Démasquer le mercenariat dans le champ de bataille culturel
Une contribution de Kadour Naïmi – Un texte précédent a évoqué une personne particulière (1). Généralisons, la situation actuelle l’exige.
Banalités historiques
De tout temps et à toute époque, les dominateurs impérialistes ont recours à des mercenaires, dans tous les domaines : du militaire jusqu’à l’art, en passant par la littérature. Ces mercenaires servent soit à préparer, soit à justifier l’agression militaire impérialiste contre un pays et son peuple. Le but est d’exploiter leurs ressources naturelles et leur main-d’œuvre. Ces deux opérations enrichissent l’oligarchie dominante du pays agresseur et permet de distribuer les brides à leurs citoyens, ce qui permet leur consentement et soutien à l’oligarchie.
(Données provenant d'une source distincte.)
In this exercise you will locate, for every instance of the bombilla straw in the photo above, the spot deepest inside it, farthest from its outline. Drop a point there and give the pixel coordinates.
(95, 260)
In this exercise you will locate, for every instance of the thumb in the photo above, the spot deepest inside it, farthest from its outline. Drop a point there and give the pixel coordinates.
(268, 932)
Depuis la fin de la Seconde Guerre mondiale, les peuples coloniaux ont entrepris leur résistance et ont obtenu leur indépendance. Mais les ex-oligarchies coloniales ont, dans la plupart des cas, trouvé le compromis nécessaire : installer au pouvoir des pays nouvellement indépendants des marionnettes à leur service. Qui refusait ce rôle était chassé du pouvoir ou assassiné, par exemple Mossadegh, Patrice Lumumba, Allende, Saddam Hussein, Guedhafi, etc. Que ces personnages soient des démocrates ou des autocrates, ce qui porte à leur destitution est un seul fait : contrarier les intérêts des oligarchies impérialistes. C’est, dans les relations internationales, le règne de la loi de la jungle, du gangstérisme. Qui rejette cette présentation des faits soit les ignore, soit les occulte.
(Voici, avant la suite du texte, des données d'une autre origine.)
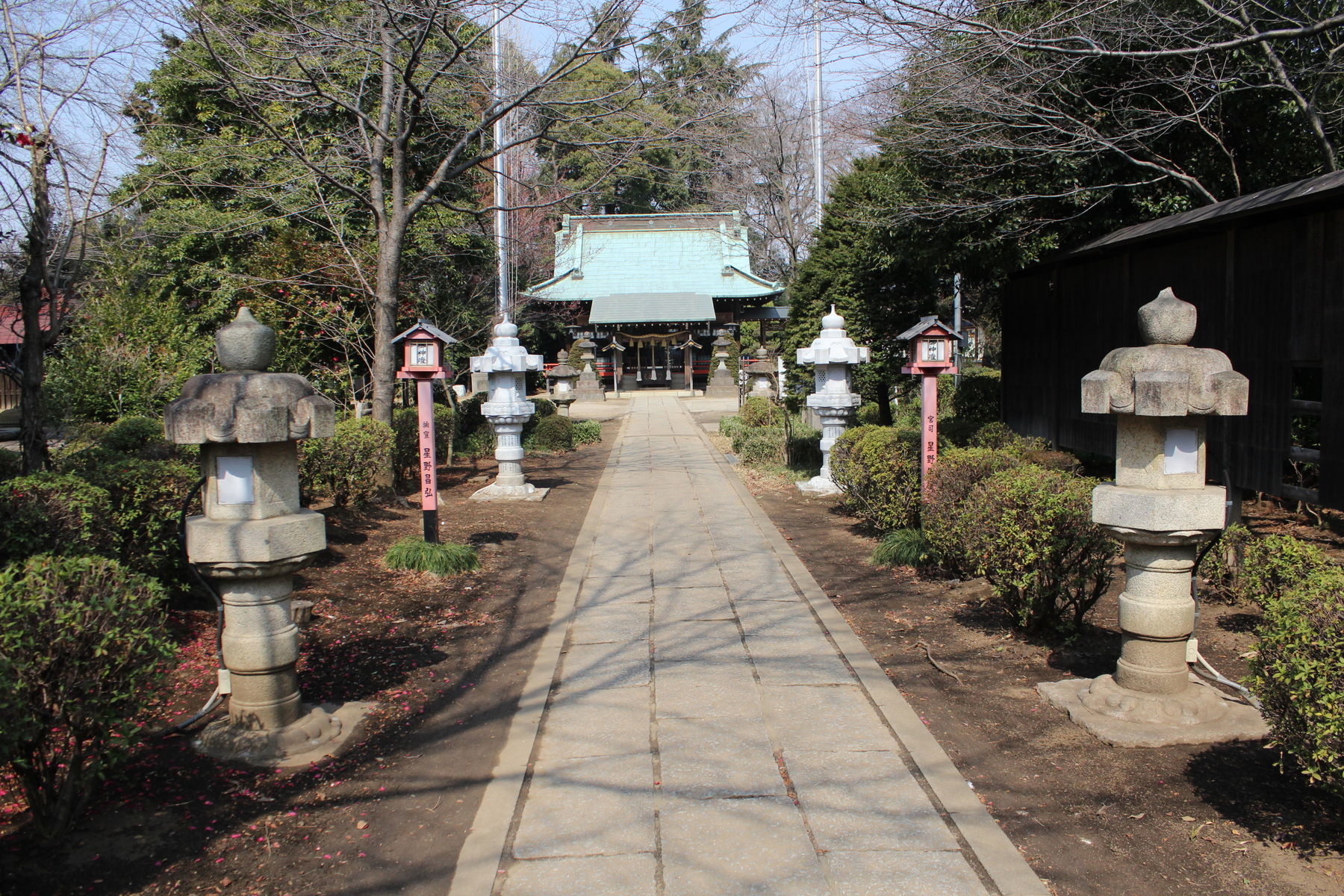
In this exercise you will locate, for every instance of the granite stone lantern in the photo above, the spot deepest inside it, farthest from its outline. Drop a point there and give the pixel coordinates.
(507, 363)
(562, 383)
(833, 355)
(721, 381)
(761, 376)
(589, 388)
(1162, 509)
(250, 541)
Avec le temps, les oligarchies impérialistes peuvent de moins en moins agresser un pays de manière brutale. Elles ont besoin de justifier, légitimer leur crime. On a constaté la méthode en Irak, Serbie, Somalie, Syrie, etc. : le mensonge erroné, diffusé par la machine médiatique, puissante et omniprésente. Malheureusement, le système de contre-information, c’est-à-dire d’information véridique, dispose de moyens matériels faibles, est accusé de «complotisme», de «fake news», interdit, ou quand le journaliste n’est pas assassiné (Shireen Abu Aqleh), emprisonné au défi des règles démocratiques (Julien Assange), menacé de prison et se voir bloquer son compte en banque (l’Allemande Alina Lipp), ou le lanceur d’alerte contraint à l’exil (Snowden). Ah ! Quelle est merveilleuse la liberté d’expression dans le monde impérialiste, mis en crise par la Russie qui s’oppose, enfin, contre son arrogante domination, jusqu’à prétendre démanteler la Russie pour mettre la main sur ses immenses ressources naturelles (politologue états-unien Zbigniew Brzezinski).
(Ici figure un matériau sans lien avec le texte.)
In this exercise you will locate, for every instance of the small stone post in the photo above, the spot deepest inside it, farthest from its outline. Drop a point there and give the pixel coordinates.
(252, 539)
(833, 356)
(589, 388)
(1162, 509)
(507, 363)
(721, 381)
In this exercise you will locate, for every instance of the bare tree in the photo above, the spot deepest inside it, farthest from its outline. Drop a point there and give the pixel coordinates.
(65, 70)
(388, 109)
Guerre des esprits d’abord
Plus qu’auparavant, à présent la guerre se prépare et se gagne d’abord dans les esprits : ceux du peuple dirigé par l’oligarchie qui agresse et, tout autant, ceux du peuple à agresser.
Dans le passé, déjà, certains auteurs l’avaient remarqué et dénoncé. Ils ont parlé de «chiens de garde» (Paul Nizan), de «trahison des clercs» (Julien Benda). Signalons également des experts en matière de manipulation psychologique des peuples, contentons-nous du plus significatif : Edward Bernays dans son manuel Propagande : comment manipuler l’opinion en démocratie. Pour une fois, assumé et affirmé clair et net !
Il faut donc, dans les pays agresseurs, des intellectuels, des écrivains et des artistes pour justifier l’agression. Ces individus, bien rémunérés, de manière officielle ou occultée, ont la mission de trouver la «bonne» manière pour «montrer» que les membres de l’élite oligarchique agressive sont les plus «intelligents», les «meilleurs», les «bons», les «pacifiques», les «humanitaires», les «cultivés», les «civilisés», et même les plus amoureux des chiens, des chats, des perroquets, etc. Deux exemples significatifs : Samuel Huntington (Le Clash des civilisations) et son avatar en France, le «philosophe» et «intellectuel» à la chemise blanche ouverte sur la poitrine.
Heureusement, une minorité d’auteurs au sein des pays agresseurs dénonce cette prétention impérialiste (Neil Sheehan, A Bright Shining Lie ; William Blum, Killing Hope: US Military and CIA Interventions Since World War II), ou la manipulation (Edward S. Herman et Noam Chomsky, La Fabrique du consentement).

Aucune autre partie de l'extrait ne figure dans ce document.